2. Journal writing: I frequently take my students outside with clipboards and markers for Writers’ Workshop. Many times we journal about what we notice outside. We especially do this as the seasons change. Children will choose a special tree to observe as it changes throughout the year. They will look for changes to the tree or signs of animals visiting it.
Using prompts such as “I see _____, I think_____, I wonder _____,” children observe, think about, and reflect on what is happening in the outdoor world around them. They use the outdoors to imagine they are scientists, observing and documenting what they see. These journaling activities sometimes lead to other writing activities, such as nonfiction “all about trees” books or poetry writing.
3. Scavenger hunts: Put a scavenger hunt in the hands of a child, and instantly it feels like an adventure.
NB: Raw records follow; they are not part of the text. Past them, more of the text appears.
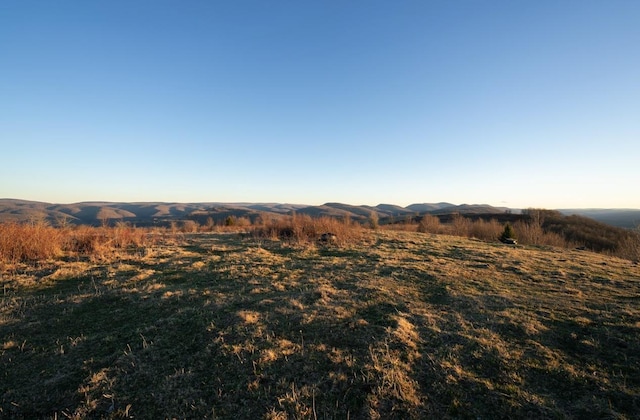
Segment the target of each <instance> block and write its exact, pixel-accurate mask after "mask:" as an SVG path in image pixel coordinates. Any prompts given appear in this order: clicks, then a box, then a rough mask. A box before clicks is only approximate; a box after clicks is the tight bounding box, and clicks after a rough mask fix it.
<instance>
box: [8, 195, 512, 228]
mask: <svg viewBox="0 0 640 420" xmlns="http://www.w3.org/2000/svg"><path fill="white" fill-rule="evenodd" d="M507 210H508V209H506V208H496V207H492V206H488V205H466V204H464V205H460V206H458V205H454V204H450V203H438V204H412V205H410V206H407V207H406V208H405V207H400V206H396V205H392V204H379V205H377V206H364V205H363V206H355V205H349V204H342V203H326V204H323V205H320V206H309V205H304V204H282V203H220V202H209V203H112V202H82V203H73V204H52V203H44V202H38V201H27V200H15V199H0V222H6V221H17V222H24V221H30V220H47V221H48V222H50V223H52V224H59V223H71V224H87V225H94V226H97V225H100V224H102V223H105V222H110V223H113V222H117V221H123V222H129V223H133V224H136V225H138V226H149V225H153V224H163V223H168V222H170V221H180V220H185V219H190V220H198V221H201V222H204V221H206V219H207V218H209V217H210V218H212V219H213V221H214V222H216V223H222V222H223V221H224V220H225V219H226V217H228V216H230V215H231V216H234V217H245V218H247V219H250V220H251V221H254V220H255V219H257V218H258V217H263V218H271V217H274V216H278V215H290V214H292V213H297V214H308V215H311V216H330V217H341V218H342V217H349V218H351V219H352V220H359V221H363V220H366V219H367V218H369V217H370V216H371V214H372V212H373V213H375V214H376V215H377V217H379V218H393V217H395V218H398V217H399V218H402V217H407V216H416V215H419V214H421V213H425V212H431V211H433V212H438V213H439V214H447V213H461V214H472V213H496V214H499V213H504V212H505V211H507Z"/></svg>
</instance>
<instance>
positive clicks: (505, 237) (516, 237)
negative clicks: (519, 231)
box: [500, 223, 518, 242]
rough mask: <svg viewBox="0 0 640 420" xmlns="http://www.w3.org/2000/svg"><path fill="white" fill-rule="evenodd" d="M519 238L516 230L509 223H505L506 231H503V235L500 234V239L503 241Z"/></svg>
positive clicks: (504, 227)
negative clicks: (517, 237)
mask: <svg viewBox="0 0 640 420" xmlns="http://www.w3.org/2000/svg"><path fill="white" fill-rule="evenodd" d="M510 239H511V240H515V239H518V238H517V237H516V232H515V231H514V230H513V228H512V227H511V225H510V224H509V223H507V224H505V225H504V231H502V235H500V240H501V241H502V242H507V241H508V240H510Z"/></svg>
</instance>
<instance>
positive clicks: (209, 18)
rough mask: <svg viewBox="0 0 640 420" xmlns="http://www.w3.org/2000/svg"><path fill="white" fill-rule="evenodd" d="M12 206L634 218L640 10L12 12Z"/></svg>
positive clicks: (9, 178) (9, 13)
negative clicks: (332, 207) (537, 211)
mask: <svg viewBox="0 0 640 420" xmlns="http://www.w3.org/2000/svg"><path fill="white" fill-rule="evenodd" d="M0 8H1V10H2V13H0V45H3V54H2V56H3V62H4V63H5V65H3V66H1V67H0V92H1V94H0V110H1V111H2V112H0V146H1V148H2V149H1V150H2V151H3V153H2V154H1V155H0V162H1V164H0V197H15V198H16V199H25V200H33V201H44V202H50V203H76V202H86V201H109V202H181V203H188V202H191V203H195V202H254V203H259V202H276V203H301V204H309V205H319V204H323V203H326V202H341V203H348V204H354V205H360V204H366V205H372V206H375V205H377V204H380V203H389V204H396V205H400V206H406V205H409V204H412V203H436V202H450V203H458V204H461V203H469V204H483V203H486V204H490V205H493V206H496V207H509V208H529V207H536V208H550V209H551V208H558V209H561V208H620V209H637V208H640V196H639V195H638V194H637V193H636V191H637V188H638V185H640V170H638V164H637V159H638V156H640V119H638V115H640V55H638V54H637V46H638V45H640V25H638V22H640V2H637V1H629V0H614V1H610V2H601V1H592V0H586V1H575V0H571V1H564V2H552V1H539V2H530V3H523V2H510V1H491V2H477V1H460V2H440V1H407V2H400V3H395V2H394V3H389V2H383V1H367V2H363V1H356V2H348V3H344V2H337V1H328V2H322V3H318V4H315V3H300V2H293V1H276V2H269V3H265V2H259V1H249V0H247V1H238V2H233V3H219V2H205V1H193V2H189V3H186V4H183V3H181V4H179V5H178V4H177V3H173V2H168V1H139V2H134V3H131V2H124V1H111V2H107V3H95V2H89V3H87V2H79V1H76V2H74V1H69V2H63V3H60V2H33V1H21V2H6V3H4V4H3V5H2V6H0Z"/></svg>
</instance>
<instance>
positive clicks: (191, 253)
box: [0, 230, 640, 419]
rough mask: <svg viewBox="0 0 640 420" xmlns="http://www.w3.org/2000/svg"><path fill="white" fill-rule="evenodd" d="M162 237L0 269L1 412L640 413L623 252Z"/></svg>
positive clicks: (289, 416) (473, 242)
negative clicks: (95, 254)
mask: <svg viewBox="0 0 640 420" xmlns="http://www.w3.org/2000/svg"><path fill="white" fill-rule="evenodd" d="M176 240H177V242H176ZM171 241H173V242H171ZM171 241H169V242H163V243H158V244H155V245H154V244H150V245H148V246H147V247H146V249H145V250H144V252H143V251H140V250H132V251H131V253H129V254H122V255H120V257H118V258H117V259H111V260H105V261H101V260H90V259H89V260H87V259H83V258H78V257H74V258H61V259H54V260H50V261H40V262H38V263H37V264H33V265H28V264H27V265H25V264H21V265H14V266H11V267H9V266H6V267H5V271H4V273H3V276H2V283H3V289H4V295H3V298H2V300H1V301H0V337H3V339H2V342H0V417H4V416H6V417H18V418H21V417H26V418H55V417H57V418H63V417H73V418H101V417H102V418H123V417H125V418H126V417H131V416H133V417H135V418H165V417H170V418H266V419H284V418H351V419H365V418H391V419H393V418H397V419H400V418H414V419H418V418H431V417H439V418H473V419H476V418H635V417H636V416H637V413H638V412H640V321H639V320H640V301H639V300H638V296H640V268H639V266H638V265H637V264H632V263H631V262H629V261H628V260H622V259H617V258H613V257H607V256H604V255H600V254H595V253H591V252H585V251H577V250H563V249H558V248H553V247H522V246H516V247H514V246H506V245H503V244H499V243H484V242H480V241H477V240H470V239H464V238H459V237H453V236H447V235H431V234H422V233H410V232H391V231H381V230H378V231H372V230H359V231H358V230H356V231H354V232H353V236H352V237H351V238H350V239H349V241H347V242H345V243H341V244H339V245H327V246H320V245H317V244H314V243H307V244H300V243H296V242H288V241H285V240H278V239H268V238H262V237H253V236H249V237H245V238H244V239H243V238H241V237H239V236H238V235H235V234H216V233H213V234H211V233H209V234H194V235H184V236H180V237H177V238H173V239H171Z"/></svg>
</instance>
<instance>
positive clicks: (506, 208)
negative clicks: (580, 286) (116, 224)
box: [0, 199, 640, 252]
mask: <svg viewBox="0 0 640 420" xmlns="http://www.w3.org/2000/svg"><path fill="white" fill-rule="evenodd" d="M573 211H574V212H578V211H579V210H573ZM563 212H564V213H565V214H563V213H562V212H561V211H557V210H540V209H527V210H522V211H520V210H511V209H509V208H504V207H493V206H489V205H467V204H463V205H454V204H451V203H431V204H430V203H424V204H412V205H410V206H407V207H401V206H396V205H393V204H379V205H377V206H354V205H349V204H342V203H326V204H323V205H320V206H307V205H298V204H280V203H110V202H83V203H74V204H50V203H43V202H35V201H25V200H13V199H0V223H2V222H37V221H45V222H46V223H48V224H51V225H53V226H68V225H82V224H85V225H93V226H99V225H114V224H116V223H121V222H125V223H128V224H131V225H135V226H139V227H149V226H158V227H163V226H170V225H172V224H175V223H178V222H185V221H190V223H191V224H194V222H195V223H197V224H198V225H200V226H209V227H213V226H223V225H230V224H237V225H250V224H256V223H264V222H269V221H273V220H274V219H277V218H281V217H287V216H292V215H307V216H310V217H332V218H338V219H343V220H344V219H349V220H351V221H353V222H355V223H361V224H367V223H369V222H370V221H371V220H372V219H375V223H376V225H380V226H384V225H412V224H416V225H417V224H419V223H421V221H422V220H423V219H424V217H426V216H429V217H432V218H433V217H435V218H437V220H438V221H439V222H440V223H441V224H443V225H448V224H452V223H454V222H455V220H457V219H459V218H460V217H463V218H464V219H466V220H469V221H471V222H476V221H479V220H484V221H487V222H489V221H492V222H497V223H500V224H503V225H504V224H506V223H510V224H516V223H518V222H525V223H527V224H529V225H533V226H537V227H539V228H541V229H542V230H543V231H544V232H552V233H555V234H557V235H559V236H561V237H562V238H564V240H565V241H566V242H567V243H574V244H579V245H581V246H584V247H585V248H588V249H591V250H594V251H598V252H603V251H604V252H607V251H611V252H615V251H616V250H617V249H619V248H620V247H621V246H622V245H621V243H622V242H625V241H628V240H631V239H633V240H635V236H633V235H634V234H633V233H632V232H631V230H629V229H628V228H634V227H636V226H637V225H638V224H637V223H635V221H640V210H610V211H605V210H597V211H596V210H585V211H584V212H585V214H589V215H592V217H593V218H590V217H585V216H583V215H578V214H570V215H566V213H567V212H569V210H564V211H563ZM616 216H618V218H617V219H616ZM596 217H600V218H601V219H604V220H608V221H609V223H610V224H607V223H602V222H600V221H598V220H595V218H596ZM614 221H617V225H618V226H624V227H626V228H627V229H623V228H621V227H617V226H614V224H616V223H613V222H614ZM636 230H637V229H636ZM630 238H631V239H630ZM625 246H626V245H625Z"/></svg>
Suddenly, the search is on as children scramble to find items connected to the day’s lesson. For example, we have used scavenger hunts to search for insects that live near our school or to look for seeds falling from autumn trees or signs of animals getting ready for winter.
You could also use a scavenger hunt for language arts tasks, such as searching for objects that start with a specific letter sound or items that match a list of adjectives. Another fun math search would be having children find and count objects, colors, or shapes on the school playground. An important thing to remember before sending your students off on a scavenger hunt is to set boundaries for group safety beforehand.
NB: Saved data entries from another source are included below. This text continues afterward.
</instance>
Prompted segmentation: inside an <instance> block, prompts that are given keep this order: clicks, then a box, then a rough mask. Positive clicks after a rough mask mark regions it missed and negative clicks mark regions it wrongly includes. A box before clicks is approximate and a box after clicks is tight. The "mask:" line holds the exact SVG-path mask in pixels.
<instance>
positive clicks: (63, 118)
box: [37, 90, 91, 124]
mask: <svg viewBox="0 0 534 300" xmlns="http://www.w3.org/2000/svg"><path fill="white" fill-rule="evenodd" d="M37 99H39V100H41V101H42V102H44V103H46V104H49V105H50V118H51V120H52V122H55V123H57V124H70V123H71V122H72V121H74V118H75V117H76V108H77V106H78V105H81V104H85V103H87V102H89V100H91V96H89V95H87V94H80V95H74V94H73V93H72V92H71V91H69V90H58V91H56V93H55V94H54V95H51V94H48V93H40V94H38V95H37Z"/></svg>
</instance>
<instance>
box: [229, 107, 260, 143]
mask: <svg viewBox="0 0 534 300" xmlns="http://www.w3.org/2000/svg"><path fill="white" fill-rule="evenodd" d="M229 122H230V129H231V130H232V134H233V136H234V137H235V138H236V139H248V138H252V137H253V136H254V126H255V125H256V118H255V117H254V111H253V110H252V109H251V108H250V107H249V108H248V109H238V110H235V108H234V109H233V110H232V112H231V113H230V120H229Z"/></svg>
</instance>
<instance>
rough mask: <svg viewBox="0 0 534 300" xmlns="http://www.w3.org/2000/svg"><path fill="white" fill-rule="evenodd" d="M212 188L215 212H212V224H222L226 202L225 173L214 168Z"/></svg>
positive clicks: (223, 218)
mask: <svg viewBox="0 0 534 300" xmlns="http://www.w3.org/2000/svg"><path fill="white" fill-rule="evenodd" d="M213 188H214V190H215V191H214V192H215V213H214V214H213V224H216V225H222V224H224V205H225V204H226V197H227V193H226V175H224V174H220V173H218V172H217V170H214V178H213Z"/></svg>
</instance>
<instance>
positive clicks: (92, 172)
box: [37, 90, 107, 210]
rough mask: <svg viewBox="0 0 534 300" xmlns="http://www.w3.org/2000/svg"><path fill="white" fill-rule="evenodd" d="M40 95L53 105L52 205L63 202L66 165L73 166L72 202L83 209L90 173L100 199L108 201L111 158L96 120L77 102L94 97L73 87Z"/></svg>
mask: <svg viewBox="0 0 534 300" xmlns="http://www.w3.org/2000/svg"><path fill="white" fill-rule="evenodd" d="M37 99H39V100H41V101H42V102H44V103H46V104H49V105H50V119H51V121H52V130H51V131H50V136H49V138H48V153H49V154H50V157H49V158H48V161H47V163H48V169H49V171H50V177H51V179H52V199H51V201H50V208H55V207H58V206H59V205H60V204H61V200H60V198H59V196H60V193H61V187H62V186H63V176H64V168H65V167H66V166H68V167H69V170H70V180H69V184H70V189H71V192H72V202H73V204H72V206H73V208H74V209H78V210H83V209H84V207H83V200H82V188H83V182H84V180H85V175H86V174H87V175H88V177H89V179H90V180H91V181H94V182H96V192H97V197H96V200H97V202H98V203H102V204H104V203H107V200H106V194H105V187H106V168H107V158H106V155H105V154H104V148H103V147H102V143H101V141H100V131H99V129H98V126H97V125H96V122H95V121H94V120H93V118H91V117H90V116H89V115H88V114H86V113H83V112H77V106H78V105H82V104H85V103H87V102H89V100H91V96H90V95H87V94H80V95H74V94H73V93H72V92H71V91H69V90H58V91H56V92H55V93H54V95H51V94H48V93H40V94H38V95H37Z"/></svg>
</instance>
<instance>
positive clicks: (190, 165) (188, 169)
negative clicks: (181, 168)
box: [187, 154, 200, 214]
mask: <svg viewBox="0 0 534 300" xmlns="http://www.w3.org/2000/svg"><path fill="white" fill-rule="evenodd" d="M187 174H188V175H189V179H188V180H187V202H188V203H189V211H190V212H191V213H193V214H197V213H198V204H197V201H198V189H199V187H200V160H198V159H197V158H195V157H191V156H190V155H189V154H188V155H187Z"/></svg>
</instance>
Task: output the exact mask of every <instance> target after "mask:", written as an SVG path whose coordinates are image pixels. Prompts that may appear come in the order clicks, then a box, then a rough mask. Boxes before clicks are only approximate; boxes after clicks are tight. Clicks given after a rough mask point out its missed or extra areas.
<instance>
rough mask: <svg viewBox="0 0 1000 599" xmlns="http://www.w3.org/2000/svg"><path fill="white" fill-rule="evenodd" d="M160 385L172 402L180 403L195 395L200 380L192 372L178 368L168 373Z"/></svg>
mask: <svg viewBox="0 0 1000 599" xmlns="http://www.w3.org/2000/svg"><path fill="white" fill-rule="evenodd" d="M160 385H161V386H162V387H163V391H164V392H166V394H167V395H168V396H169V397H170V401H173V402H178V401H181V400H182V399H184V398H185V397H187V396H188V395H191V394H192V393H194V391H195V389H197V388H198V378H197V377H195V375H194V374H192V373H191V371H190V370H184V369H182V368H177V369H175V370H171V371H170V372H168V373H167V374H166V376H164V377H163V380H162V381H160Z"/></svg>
4. Gathering expeditions: Gathering expeditions are another way to catch student interest in learning outdoors. For example, ask students to gather acorns for a counting lesson, sticks to make polygon shapes, or nature items to make letters of the alphabet. My class loves to collect outdoor treasures to use for art projects.
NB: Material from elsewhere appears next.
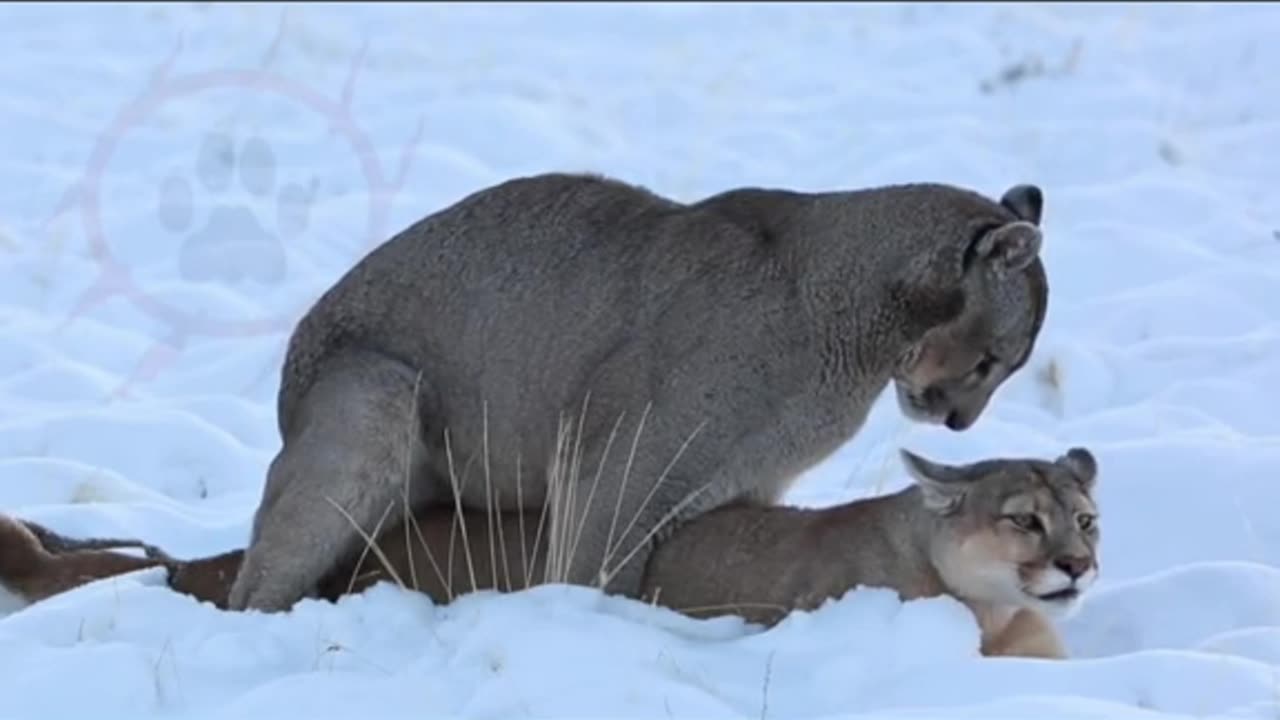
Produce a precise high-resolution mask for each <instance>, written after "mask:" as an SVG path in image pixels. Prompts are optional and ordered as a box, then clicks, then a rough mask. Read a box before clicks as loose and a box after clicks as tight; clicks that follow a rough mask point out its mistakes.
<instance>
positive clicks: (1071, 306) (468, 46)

We recently made insects from things we gathered outside. In the colder weather, we collect objects we find interesting, put them in a metal pan with a piece of string, and pour water over them. Then, we leave them out overnight to freeze and hang them up as ice art sculptures in the morning. These gathering expeditions are a great way to get kids actively involved in exploring the outdoors.
5. Nature walks: A simple nature walk together as a class is another easy way to get kids interested in the outdoors. It helps them learn how to appreciate and be stewards of their local environment. Some days, my class walks around our school to clean up trash left behind from outdoor snack time to help keep our school grounds beautiful and clean. Sometimes we just stop as we are walking and listen. Using all our senses, we learn how to describe and articulate what is around us. We wonder together as we notice small details and new growth around us. Children learn how to find nature in surprising places. They see that nature can exist everywhere—in the cracks of a sidewalk, under the stairs, in abandoned lots, or on the edges of lawns.
Even if your school isn’t near the woods, kids can learn to find and explore nature everywhere through nature walks. Exploring your school’s green spaces together, looking for signs of nature on the playground, or taking a walk around the neighborhood are all ways to discover nature around you, whether your school is in a rural, suburban, or urban environment.
To make these activities even more manageable, have an outdoor kit ready to go with all the supplies you need for teaching outside. This could be a wagon with clipboards, markers, and foam squares to use as seating. Then you can easily throw in any other materials for a particular lesson and have all the supplies you need readily available to transport outdoors.
This year I started asking myself, “What about this lesson requires me to be inside?” If there are no significant reasons to stay in, I try to bring that lesson outside whenever possible using these kinds of activities. That has made all the difference in creating a balanced, joyful return to school for my students.